AMD Takes Opteron To 2.4GHz

← Back to Stories (view on slashdot.org)

Posted by timothy on Tuesday May 18, 2004 @11:48PM from the zhoooooommmm dept.

EconolineCrush writes "AMD has added a series of Opteron x50 processors to its workstation and server line that push the K8 core up to 2.4GHz. The Tech Report has tested the latest single and dual-processor Opterons against more than 20 other processors, including exotic Pentim 4 Extreme Edition chips, affordable Athlon 64s, and everything in between. Even if you have no interest in AMD's latest workstation chips, the review is worth checking out to see how two dozen of the fastest workstation and PC processors stack up in rendering, scientific computing, speech recognition, and even gaming tests."

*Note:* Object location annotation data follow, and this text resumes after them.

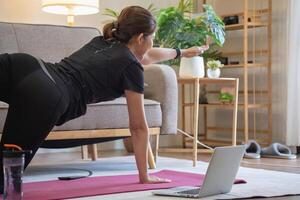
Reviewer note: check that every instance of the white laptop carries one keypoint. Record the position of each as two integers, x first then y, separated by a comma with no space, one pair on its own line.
219,178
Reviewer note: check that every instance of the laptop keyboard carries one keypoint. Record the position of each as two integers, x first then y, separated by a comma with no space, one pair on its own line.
192,191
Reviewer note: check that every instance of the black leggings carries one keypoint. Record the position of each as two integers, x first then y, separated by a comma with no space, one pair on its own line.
35,103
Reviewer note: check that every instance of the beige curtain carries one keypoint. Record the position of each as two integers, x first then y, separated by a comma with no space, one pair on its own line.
293,89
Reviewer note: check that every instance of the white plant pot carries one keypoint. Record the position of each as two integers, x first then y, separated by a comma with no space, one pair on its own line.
192,67
213,73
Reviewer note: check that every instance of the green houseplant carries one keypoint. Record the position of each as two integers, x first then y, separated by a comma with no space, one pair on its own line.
176,28
213,68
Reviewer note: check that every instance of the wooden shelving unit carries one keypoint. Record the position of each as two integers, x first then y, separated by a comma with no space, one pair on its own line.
252,56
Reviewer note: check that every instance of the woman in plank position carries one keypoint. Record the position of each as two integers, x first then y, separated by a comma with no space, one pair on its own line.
41,95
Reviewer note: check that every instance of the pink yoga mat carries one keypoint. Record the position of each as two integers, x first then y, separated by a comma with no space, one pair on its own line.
101,185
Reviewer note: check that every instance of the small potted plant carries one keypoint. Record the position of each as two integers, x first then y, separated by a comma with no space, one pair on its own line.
213,68
226,98
226,95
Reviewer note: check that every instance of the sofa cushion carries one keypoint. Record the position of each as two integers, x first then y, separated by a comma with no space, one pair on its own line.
104,115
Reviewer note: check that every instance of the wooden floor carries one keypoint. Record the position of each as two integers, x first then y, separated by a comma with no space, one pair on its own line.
291,166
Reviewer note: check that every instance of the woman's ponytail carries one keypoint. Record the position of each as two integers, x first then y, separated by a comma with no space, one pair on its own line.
132,20
108,30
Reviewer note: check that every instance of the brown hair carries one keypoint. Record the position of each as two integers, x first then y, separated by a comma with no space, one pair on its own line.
132,20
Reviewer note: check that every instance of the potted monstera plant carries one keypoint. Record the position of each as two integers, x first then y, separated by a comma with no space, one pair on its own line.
177,29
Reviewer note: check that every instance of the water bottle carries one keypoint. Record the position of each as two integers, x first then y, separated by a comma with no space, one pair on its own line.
13,166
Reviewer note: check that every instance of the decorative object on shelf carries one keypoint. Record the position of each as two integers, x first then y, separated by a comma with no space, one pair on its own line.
202,96
228,20
223,60
176,29
213,68
71,8
192,67
226,95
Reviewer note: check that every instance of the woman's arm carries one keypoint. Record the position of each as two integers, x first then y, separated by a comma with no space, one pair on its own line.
155,55
140,135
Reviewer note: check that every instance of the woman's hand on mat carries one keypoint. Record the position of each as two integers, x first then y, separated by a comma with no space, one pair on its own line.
154,179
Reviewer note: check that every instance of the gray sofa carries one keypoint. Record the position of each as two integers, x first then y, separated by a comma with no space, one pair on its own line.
103,121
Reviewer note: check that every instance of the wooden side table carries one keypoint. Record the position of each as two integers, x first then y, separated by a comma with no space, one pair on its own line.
195,82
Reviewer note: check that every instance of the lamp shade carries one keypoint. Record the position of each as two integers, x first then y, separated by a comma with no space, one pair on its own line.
71,7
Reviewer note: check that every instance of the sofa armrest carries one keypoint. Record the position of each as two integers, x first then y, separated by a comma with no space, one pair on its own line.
161,86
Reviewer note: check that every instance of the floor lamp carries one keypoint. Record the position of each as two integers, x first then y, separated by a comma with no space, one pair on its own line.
71,8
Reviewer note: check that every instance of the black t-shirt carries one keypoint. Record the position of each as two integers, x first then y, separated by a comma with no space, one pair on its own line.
100,71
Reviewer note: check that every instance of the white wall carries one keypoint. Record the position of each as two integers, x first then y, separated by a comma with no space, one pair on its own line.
29,11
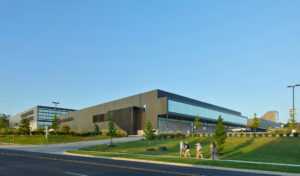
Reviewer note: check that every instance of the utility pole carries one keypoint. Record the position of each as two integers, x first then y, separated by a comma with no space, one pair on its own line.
293,113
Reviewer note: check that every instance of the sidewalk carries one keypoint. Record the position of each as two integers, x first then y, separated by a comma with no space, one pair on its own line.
166,156
188,165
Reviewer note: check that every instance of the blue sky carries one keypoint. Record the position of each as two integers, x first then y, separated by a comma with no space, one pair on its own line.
236,54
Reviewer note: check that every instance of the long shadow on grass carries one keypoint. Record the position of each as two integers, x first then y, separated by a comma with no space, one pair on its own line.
281,150
243,145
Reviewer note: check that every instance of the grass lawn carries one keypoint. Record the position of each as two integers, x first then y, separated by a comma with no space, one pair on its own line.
264,149
52,139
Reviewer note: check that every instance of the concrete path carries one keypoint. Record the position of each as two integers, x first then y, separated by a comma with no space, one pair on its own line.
168,156
61,147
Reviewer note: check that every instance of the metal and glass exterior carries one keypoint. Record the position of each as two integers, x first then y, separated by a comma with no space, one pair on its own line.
39,116
166,112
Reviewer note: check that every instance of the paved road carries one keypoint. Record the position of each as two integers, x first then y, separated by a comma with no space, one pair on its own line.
60,148
17,162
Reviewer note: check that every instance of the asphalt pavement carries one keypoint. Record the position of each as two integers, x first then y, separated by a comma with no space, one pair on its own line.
22,163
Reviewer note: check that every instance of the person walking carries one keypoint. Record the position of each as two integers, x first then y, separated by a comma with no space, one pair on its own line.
199,150
213,150
181,148
187,149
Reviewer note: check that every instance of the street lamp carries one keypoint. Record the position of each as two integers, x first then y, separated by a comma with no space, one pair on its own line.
293,114
55,104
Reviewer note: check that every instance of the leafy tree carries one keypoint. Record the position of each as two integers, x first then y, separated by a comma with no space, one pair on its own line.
292,123
97,129
149,132
111,129
4,120
220,135
65,128
55,123
256,122
24,127
2,123
197,123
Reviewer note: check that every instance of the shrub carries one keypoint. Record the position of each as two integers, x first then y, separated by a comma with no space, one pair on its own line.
65,128
281,134
179,135
266,134
196,135
104,133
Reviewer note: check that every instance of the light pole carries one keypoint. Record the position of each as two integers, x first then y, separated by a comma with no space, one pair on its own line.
293,114
55,104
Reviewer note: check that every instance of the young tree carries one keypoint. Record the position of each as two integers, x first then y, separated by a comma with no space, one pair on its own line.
55,123
197,122
65,128
220,135
149,132
256,122
24,127
111,129
97,129
4,120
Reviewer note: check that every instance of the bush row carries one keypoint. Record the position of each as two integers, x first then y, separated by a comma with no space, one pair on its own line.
262,134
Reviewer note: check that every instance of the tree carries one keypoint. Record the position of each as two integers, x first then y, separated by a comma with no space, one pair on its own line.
220,135
292,123
4,120
149,132
255,123
268,128
197,122
111,128
55,123
65,128
97,129
24,127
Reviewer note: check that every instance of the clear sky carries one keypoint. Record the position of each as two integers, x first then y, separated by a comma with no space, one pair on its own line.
236,54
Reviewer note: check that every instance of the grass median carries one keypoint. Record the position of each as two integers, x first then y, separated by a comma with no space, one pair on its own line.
264,149
52,139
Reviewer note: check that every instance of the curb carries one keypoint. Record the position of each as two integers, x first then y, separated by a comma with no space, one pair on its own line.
186,165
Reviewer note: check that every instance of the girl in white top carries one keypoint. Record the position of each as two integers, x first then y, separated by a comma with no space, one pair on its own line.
181,149
199,150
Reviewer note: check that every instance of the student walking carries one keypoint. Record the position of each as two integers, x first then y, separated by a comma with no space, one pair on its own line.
213,150
199,150
187,149
181,150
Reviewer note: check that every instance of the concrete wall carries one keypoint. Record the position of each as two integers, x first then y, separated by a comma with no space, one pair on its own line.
83,119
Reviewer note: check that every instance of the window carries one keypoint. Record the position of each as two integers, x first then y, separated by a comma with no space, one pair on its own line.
99,118
192,110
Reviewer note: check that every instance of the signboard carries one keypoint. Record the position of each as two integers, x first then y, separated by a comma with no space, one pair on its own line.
293,112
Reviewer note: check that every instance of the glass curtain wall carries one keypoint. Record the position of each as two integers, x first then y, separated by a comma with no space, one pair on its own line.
192,110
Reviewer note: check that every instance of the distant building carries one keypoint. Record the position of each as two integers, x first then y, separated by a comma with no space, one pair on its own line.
39,116
166,111
270,118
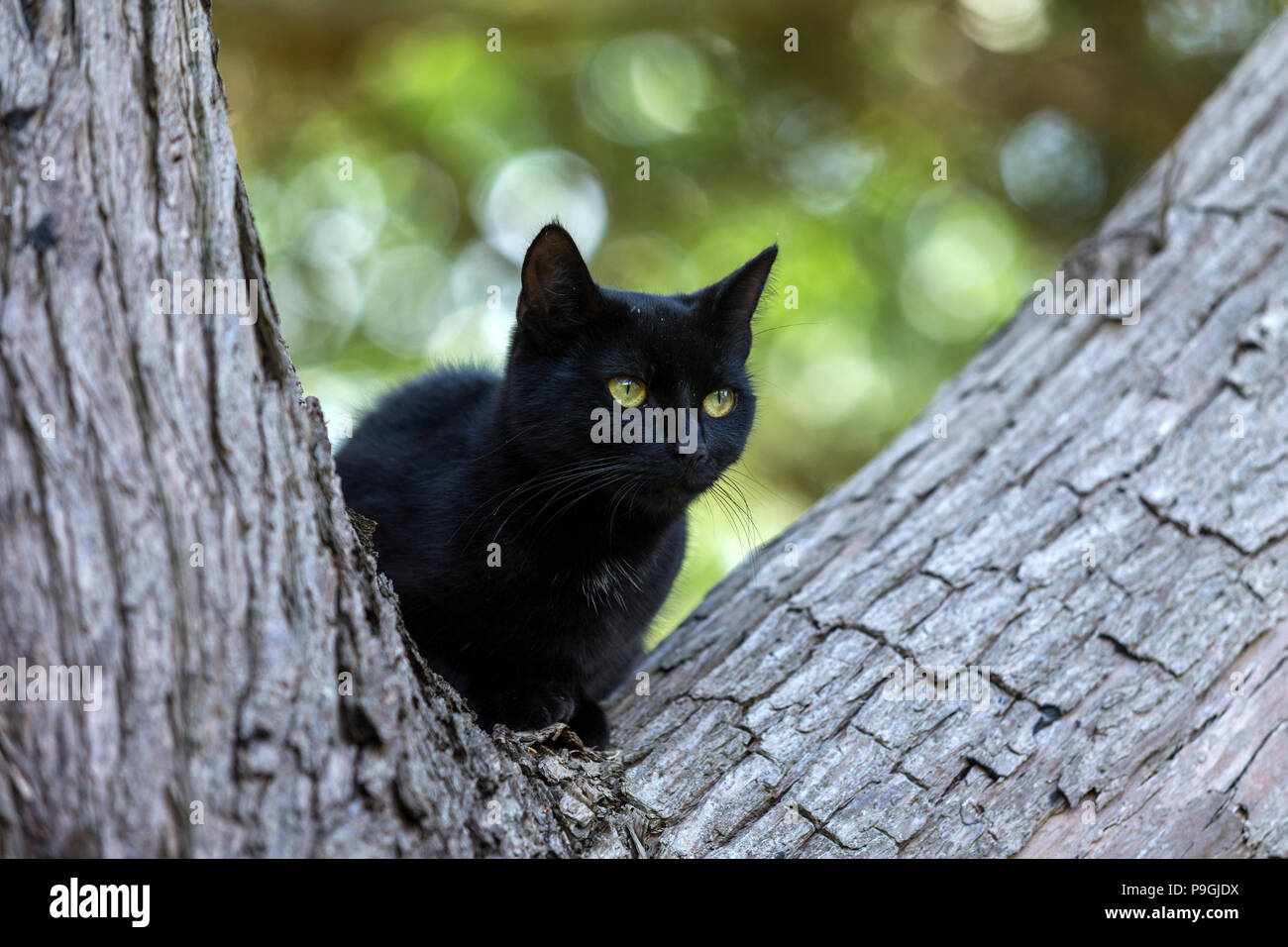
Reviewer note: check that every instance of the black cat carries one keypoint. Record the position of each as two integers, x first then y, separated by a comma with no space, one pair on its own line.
529,554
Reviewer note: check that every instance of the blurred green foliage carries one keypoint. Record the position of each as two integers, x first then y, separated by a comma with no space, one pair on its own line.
459,155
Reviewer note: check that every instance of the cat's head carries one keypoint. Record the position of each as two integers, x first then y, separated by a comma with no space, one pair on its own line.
581,355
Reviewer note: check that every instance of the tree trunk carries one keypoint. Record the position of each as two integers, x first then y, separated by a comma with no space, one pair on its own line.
1100,528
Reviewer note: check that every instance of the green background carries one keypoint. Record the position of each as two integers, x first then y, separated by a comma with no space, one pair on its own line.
459,154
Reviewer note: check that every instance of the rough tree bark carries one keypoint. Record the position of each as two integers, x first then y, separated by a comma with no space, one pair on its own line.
1138,705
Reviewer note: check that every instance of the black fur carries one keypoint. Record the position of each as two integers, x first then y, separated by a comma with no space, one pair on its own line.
590,535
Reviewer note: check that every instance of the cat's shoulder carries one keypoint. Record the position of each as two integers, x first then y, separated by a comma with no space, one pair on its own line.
441,393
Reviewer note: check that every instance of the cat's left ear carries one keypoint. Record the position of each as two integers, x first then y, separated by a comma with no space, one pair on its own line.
734,299
557,290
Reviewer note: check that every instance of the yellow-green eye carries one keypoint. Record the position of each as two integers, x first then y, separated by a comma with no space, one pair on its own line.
627,392
719,402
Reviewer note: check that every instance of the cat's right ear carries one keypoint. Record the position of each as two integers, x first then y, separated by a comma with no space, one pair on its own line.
557,290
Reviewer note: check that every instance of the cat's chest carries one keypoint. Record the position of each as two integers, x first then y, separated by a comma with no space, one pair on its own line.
609,582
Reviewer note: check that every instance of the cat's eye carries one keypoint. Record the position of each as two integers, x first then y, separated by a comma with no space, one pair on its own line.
719,402
627,392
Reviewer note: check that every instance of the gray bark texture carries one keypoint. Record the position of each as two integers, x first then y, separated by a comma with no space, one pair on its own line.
1100,526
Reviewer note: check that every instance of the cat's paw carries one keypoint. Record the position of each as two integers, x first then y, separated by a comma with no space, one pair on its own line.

15 of 258 comments (clear)

Min score:

Reason:

Sort:

AMD are back by RoderickMcDougall · 2004-05-18 23:55 · Score: 5, Interesting

They were lagging there for a while but the benchmarks depict a good story. Looks like the opteron is going to be yet another AMD chip that is great for gaming (and most other things). Hopefully a cheaper price than the p4's will really contribute to yet another dominating year for AMD.
Re:The Conclusion... by ishark · 2004-05-19 00:02 · Score: 2, Interesting

Thanks for the summary. I quickly browsed the article looking at some graphs, and I'm suprised by the bad performance of the Athlon 64s compared to the Athlon XPs in many of the tests.... Is any of those programs running in 64 bit mode, or it's just a test of 32-bit applications running on 64-bit CPUS?
I don't think it is puzzling at all by peterdaly · 2004-05-19 00:04 · Score: 5, Interesting

Intel's apparent willingness to forego such enhancements in favor of adding ever-larger on-chip caches to the Xeon is puzzling"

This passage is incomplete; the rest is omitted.